After Jeff Lorber has achieved nearly everything in his solo career, the win of a GRAMMY for his Jeff Lorber Fusion recording Prototype in the category of Best Contemporary Instrumental Album was the ultimate acknowledgement of his music.
At the same time this was an incentive to make the next album even better. Keyboard wizard Lorber called again his friends Jimmy Haslip (bass) and Andy Snitzer (sax) to create the new project Impact (2018).
Of course, Lorber also relies on well-known professional musicians from his close circle such as drummers Gary Novak and John Roberts, guitarists Paul Jackson Jr., Michael Thompson and Adam Hawley, and horn specialist David Mann. A concept that has also carried his previous releases.

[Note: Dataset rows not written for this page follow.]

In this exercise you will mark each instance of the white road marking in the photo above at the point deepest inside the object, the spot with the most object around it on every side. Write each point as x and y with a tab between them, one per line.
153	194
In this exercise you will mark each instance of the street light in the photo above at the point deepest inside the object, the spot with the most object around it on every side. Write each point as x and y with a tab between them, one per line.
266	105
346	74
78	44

Sport Coat Makes Good stands under a funky star. Paul Jackson Jr. delivers his appropriate signature rhythm guitar who beats in the tact of the Funk. Lorber conjures on piano and later on Rhodes like no other can. Finally David Mann and Andy Snitzer add their punchy blows.
Pasadena City sets first bassist Jimmy Haslip in the limelight before the others round up the theme. All ends in a festivity of the horn section. A synth bass defines the dynamically fast beat of Citizenship, which provides the wonderful setting in which the formation can brilliantly shine.
Highline fosters in the realm of syncopated horn grooves. Andy Snitzer takes the room with ambitious blows. Between David Mann's horn arrangement is enough place for Lorber's and Snitzer's solos. Opt In doesn't leave it at virtuoso excursions of jazz fusion art but builds up a melodic bow that will delight friends of smooth jazz. The band even deepens the melodic range with the following Quest.
Sunny Sounds is Lorber's promise kept. Also here he is not stingy with his stunning piano runs, which are elegantly bridged with David Mann's wonderful horn arrangements. Companion opens the sky and Lorber's going full throttle on synth bass. This par force ride awakens the spirits with Minimoog and horn inserts.
If anyone has discovered the ideal way to reconcile melody with jazz, it is Jeff Lorber. With Arda and Valinor the lover of harmony will also find access to jazz.
You certainly can't call Jeff Lorber a jazz purist. Although he was influenced by musicians like Weather Report, Herbie Hancock or Chick Corea, he has always looked for his own way to combine jazz with other music styles. So you can find only a few songs on his albums with a stringent focus on bebop or pure jazz fusion. Perhaps the secret of his success lies in the fact that he has seldom ignored harmonic structures.
Having said that, his album Impact turns out to be the ideal of fusion, as Jeff Lorber likes to see him today.